Im Krieg werden auf ukrainischer Seite auch Hobby-Drohnen genutzt, um zum Beispiel Bewegungen des russischen Militärs zu erkennen. Dabei helfen Privatleute mit ihren Drohnen; sie liefern Geodaten sowie Fotos. Doch für die Pilotinnen und Piloten kann das gefährlich sein.

Die Idee auch Hobby-Drohnen zu nutzen hatte laut Medienberichten das ukrainische Verteidigungsministerium.
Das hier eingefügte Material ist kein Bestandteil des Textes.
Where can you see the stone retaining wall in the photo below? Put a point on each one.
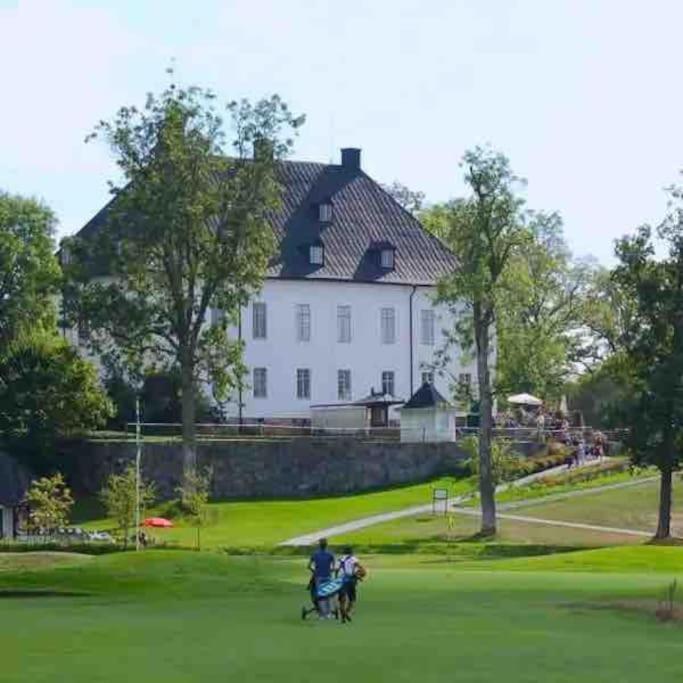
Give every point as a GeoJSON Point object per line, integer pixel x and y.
{"type": "Point", "coordinates": [273, 469]}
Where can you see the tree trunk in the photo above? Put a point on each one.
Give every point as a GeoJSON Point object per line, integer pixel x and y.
{"type": "Point", "coordinates": [664, 522]}
{"type": "Point", "coordinates": [188, 410]}
{"type": "Point", "coordinates": [487, 487]}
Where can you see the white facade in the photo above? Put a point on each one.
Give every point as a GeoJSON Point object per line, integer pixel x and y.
{"type": "Point", "coordinates": [430, 424]}
{"type": "Point", "coordinates": [307, 343]}
{"type": "Point", "coordinates": [6, 522]}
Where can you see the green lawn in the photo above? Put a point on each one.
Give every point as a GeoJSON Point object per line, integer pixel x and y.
{"type": "Point", "coordinates": [265, 523]}
{"type": "Point", "coordinates": [634, 507]}
{"type": "Point", "coordinates": [427, 532]}
{"type": "Point", "coordinates": [176, 617]}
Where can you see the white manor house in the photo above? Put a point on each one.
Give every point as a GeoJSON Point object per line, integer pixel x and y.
{"type": "Point", "coordinates": [346, 308]}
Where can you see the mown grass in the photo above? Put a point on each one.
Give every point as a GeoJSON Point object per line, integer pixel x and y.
{"type": "Point", "coordinates": [424, 532]}
{"type": "Point", "coordinates": [633, 507]}
{"type": "Point", "coordinates": [264, 523]}
{"type": "Point", "coordinates": [175, 617]}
Kurz nach dem Überfall russischer Truppen auf die Ukraine am 24. Februar soll das Ministerium auf Facebook Privatleute, die Drohnen besitzen, dazu aufgerufen haben, diese zur Verfügung zu stellen oder sich zu melden, um bei der Aufklärung zu helfen. Das schreibt das Portal ZDnet, das über Wirtschaftstechnologie berichtet.
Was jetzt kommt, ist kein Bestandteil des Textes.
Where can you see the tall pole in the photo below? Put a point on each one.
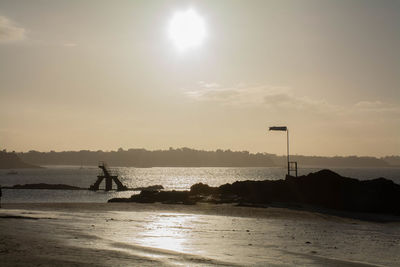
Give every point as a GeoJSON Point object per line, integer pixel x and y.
{"type": "Point", "coordinates": [287, 132]}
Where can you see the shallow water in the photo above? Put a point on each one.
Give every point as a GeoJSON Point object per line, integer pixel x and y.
{"type": "Point", "coordinates": [170, 178]}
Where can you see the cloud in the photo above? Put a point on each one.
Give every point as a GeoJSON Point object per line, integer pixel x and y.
{"type": "Point", "coordinates": [10, 32]}
{"type": "Point", "coordinates": [284, 99]}
{"type": "Point", "coordinates": [69, 44]}
{"type": "Point", "coordinates": [273, 97]}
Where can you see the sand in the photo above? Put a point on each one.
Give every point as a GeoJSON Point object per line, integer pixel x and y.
{"type": "Point", "coordinates": [130, 234]}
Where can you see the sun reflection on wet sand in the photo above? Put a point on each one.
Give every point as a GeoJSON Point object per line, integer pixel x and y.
{"type": "Point", "coordinates": [168, 231]}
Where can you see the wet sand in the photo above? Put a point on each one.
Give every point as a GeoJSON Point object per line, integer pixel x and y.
{"type": "Point", "coordinates": [129, 234]}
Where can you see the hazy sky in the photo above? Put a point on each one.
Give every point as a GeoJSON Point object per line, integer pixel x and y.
{"type": "Point", "coordinates": [105, 74]}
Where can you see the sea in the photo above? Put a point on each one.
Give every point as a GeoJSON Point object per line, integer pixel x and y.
{"type": "Point", "coordinates": [171, 178]}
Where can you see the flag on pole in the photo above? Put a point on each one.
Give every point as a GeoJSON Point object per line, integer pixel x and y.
{"type": "Point", "coordinates": [278, 128]}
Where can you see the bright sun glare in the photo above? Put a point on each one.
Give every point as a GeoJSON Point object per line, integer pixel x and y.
{"type": "Point", "coordinates": [187, 29]}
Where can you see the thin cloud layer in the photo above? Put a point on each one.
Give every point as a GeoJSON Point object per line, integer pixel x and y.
{"type": "Point", "coordinates": [274, 97]}
{"type": "Point", "coordinates": [9, 32]}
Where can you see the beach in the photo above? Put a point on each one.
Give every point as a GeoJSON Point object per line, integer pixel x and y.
{"type": "Point", "coordinates": [131, 234]}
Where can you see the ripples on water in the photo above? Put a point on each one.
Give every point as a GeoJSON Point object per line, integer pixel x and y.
{"type": "Point", "coordinates": [170, 178]}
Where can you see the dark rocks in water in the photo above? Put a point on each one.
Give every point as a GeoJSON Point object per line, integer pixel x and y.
{"type": "Point", "coordinates": [149, 188]}
{"type": "Point", "coordinates": [202, 189]}
{"type": "Point", "coordinates": [324, 189]}
{"type": "Point", "coordinates": [167, 197]}
{"type": "Point", "coordinates": [45, 186]}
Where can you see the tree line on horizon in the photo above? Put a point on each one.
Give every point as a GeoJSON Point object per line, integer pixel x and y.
{"type": "Point", "coordinates": [187, 157]}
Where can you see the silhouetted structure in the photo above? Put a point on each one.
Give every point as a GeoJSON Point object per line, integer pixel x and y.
{"type": "Point", "coordinates": [109, 177]}
{"type": "Point", "coordinates": [292, 165]}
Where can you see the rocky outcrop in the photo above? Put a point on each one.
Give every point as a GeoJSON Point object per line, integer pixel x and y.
{"type": "Point", "coordinates": [324, 189]}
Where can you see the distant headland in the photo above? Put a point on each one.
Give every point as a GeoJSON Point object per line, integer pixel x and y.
{"type": "Point", "coordinates": [187, 157]}
{"type": "Point", "coordinates": [12, 161]}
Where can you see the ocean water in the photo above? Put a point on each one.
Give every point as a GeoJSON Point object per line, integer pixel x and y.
{"type": "Point", "coordinates": [170, 178]}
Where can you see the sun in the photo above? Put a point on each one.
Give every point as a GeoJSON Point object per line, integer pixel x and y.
{"type": "Point", "coordinates": [187, 29]}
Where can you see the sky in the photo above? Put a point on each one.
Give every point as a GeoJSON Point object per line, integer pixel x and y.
{"type": "Point", "coordinates": [106, 74]}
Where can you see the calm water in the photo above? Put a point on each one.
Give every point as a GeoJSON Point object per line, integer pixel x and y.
{"type": "Point", "coordinates": [170, 178]}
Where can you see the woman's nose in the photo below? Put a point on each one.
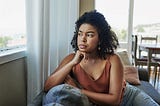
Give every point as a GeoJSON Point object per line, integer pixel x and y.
{"type": "Point", "coordinates": [84, 38]}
Hobby-Drohnen sollen Fotos und Geodaten liefern

Der Aufruf hatte Erfolg. "Allein ein einzelner Händler aus Kiew hat angeblich rund 300 Drohnen für diesen Zweck zur Verfügung gestellt", sagt unser Netzreporter Andreas Noll. Hilfe kommt wohl auch aus dem Ausland. So hat eine private Gruppe von Finnen Geld für 140 Drohnen gesammelt, die Geräte gekauft und in die Ukraine gebracht, heißt es auf Drone-Zone.de.

Die Hobby-Drohnen sollen die Aufklärung unterstützen, so Andreas Noll. Das ist möglich, denn auch einfache Hobby-Drohnen können durchaus mehrere hundert Meter Distanz überbrücken und von dort hochauflösende Live-Bilder funken.

"Die Hobby-Drohnen sollen vor allem bei der Aufklärung helfen. Beim Erkunden von gegnerischen Stellungen oder Konvois."
Andreas Noll, Deutschlandfunk-Nova-Netzreporter

Neben Fotos senden die Drohnen auch Koordinatoren, sodass Militär-Konvois entdeckt werden können.

Die Drohnen können aber auch zivil genutzt werden. Zum Beispiel, um bei Such- und Rettungsaktionen zu unterstützen. Auch dann sind Fotos und Geodaten wichtig.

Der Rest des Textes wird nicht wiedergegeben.